Left Tackle: Jim Sweeney
Left Guard: Mike Haight
Center: Dave Cadigan
Right Guard: Jeff Criswell
Right Tackle: Brett Miller

This unit personifies the Jets perfectly. No standout names, no names that are easy to make fun of. They are just there because the Jets need five guys on the line, kind of like the Jets are there because the NFL needs five teams in the AFC East. All they do is exist and when push comes to shove, I guess there are worse existences than that.

At least they don't play for the Colts.

Defensive Line:

This group of guys is the front line of what is a pretty good Tecmo defense. Jeff Lageman is the right end and he's not too shabby. I certainly would never recommend picking him, but he's not going to lose a game for you and in a division that includes the Bills, you need all the guys like that that you can get.

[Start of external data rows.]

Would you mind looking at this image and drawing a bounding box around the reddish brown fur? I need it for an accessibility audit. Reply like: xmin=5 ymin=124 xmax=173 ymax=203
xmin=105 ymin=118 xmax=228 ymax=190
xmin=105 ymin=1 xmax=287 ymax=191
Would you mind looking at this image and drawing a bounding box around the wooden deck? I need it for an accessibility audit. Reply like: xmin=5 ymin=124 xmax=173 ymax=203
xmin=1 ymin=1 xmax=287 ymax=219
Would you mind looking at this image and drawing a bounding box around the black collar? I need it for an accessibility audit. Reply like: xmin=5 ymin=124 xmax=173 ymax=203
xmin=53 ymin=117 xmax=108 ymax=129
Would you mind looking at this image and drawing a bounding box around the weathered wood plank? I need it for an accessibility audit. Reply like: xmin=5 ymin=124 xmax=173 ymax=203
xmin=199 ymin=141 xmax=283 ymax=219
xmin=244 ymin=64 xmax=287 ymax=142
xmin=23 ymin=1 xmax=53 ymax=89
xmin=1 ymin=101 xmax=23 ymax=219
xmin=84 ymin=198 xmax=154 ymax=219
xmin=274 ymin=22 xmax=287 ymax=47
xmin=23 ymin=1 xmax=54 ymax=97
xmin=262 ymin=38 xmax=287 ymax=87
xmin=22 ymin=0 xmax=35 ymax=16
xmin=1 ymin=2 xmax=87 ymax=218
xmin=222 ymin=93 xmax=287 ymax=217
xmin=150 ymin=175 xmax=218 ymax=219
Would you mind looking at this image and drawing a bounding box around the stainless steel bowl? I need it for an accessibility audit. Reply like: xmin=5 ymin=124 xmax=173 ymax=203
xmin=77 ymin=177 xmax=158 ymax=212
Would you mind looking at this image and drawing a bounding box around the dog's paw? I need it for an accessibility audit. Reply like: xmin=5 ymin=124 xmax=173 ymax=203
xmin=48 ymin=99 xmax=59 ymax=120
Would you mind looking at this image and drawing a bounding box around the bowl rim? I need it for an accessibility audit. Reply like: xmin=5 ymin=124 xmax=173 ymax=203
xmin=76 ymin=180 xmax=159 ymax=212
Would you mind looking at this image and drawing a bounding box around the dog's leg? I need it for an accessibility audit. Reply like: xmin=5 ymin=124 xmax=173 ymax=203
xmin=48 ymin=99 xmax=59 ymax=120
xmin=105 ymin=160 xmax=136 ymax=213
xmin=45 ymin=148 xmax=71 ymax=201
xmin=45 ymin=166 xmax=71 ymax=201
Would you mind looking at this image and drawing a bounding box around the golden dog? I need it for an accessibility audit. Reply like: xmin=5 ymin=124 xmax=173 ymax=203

Scott Mersereau is the nose tackle and when he's not paralyzing teammates, he's sacking the quarterback. Lurching is definitely in play with Scott, so use him to your advantage when necessary.

Ron Stallworth is as plain Jane as his name would indicate and with the other big names on the Jets defense, you'd have to be demented or very, very drunk to choose Ron as your defender.

Linebackers:

Normally I highlight the stars of the corps first, but in this case, we're saving the best for last. Joe Mott and Joe Kelly are the outside linebackers and they are comparable to a couple of traffic pylons, except with worse pass rushing skills.


Byrd in a previous life.
Kyle Clifton plays a decent inside linebacker position, but let's not pretend like anybody EVER chooses him.

No, friends, the heart and soul of the defense lies with Lazarus himself, Dennis Byrd. Even before his "I can walk, I can't walk, I can walk again" saga gripped the nation, savvy Tecmophiles the world over were already discovering that Dennis was one tough motherfucker. I mean sure, the comeback from life-altering paralysis helped to solidify his toughness, but the fact that he could chase down QB Eagles in the pocket and record sacks was enough to convince me that he was Samson without the follicle and female problems.

Plainly put, if you are the Jets and you don't pick Byrd on defense, you are a damned idiot.

Defensive Backs:

Having to describe the Jets secondary after waxing poetic about Dennis Byrd is like having to write a dissertation on Easy Mac after eating a steak. Erik McMillan is very good, James Hasty is decent, and Tony Stargell and Brian Washington pretty much suck, but really I just don't have the passion to write about them. If you want to learn more, play a game with the Jets and watch them, but again, if you pick anyone other than Byrd, you need to turn in your copy of Tecmo and find an NES Playaction Football cartridge as soon as possible.

Kicker:

Pat Leahy. He's a kicker. Pretty good, no complaints. I'm still on my Dennis Byrd hangover. Rock on, Pat.

Punter:

If I couldn't find anything to write about concerning the placekicker, do you honestly think I have anything relevant to say about Jeff Prokop?

Play Book:

This is a solid playbook no matter how you slice it. They have FB Offtackle L (Upper middle left) and PWR Fake Z Post (Lower middle left) the best run/PA pass combo on the game. The other running plays are very solid as well, with T Fake Sweep R (Upper Left) being very hard for the computer to defend and Pitch L Open (Upper Middle Right) being very hard for humans to defend.

The passing plays are all usable with Eason in, but if O.Brien is under center, you could just as well all run to the sideline or have everyone play duck-duck-goose on the line of scrimmage because it's not going to make a damn bit of difference.



Neil's Take:

The Jets are the second most blase team on the game. It's incredibly hard to get excited about them, but the more you look into it, the better they seem as an option. Eason is an acceptable quarterback, their running game is awesome, you get to throw passes to a guy named "Al Toon" for God's sake, and on defense, Dennis Byrd is an ADD-ravaged hitman on speed.

So in conclusion, they still really, really blow compared to the Giants.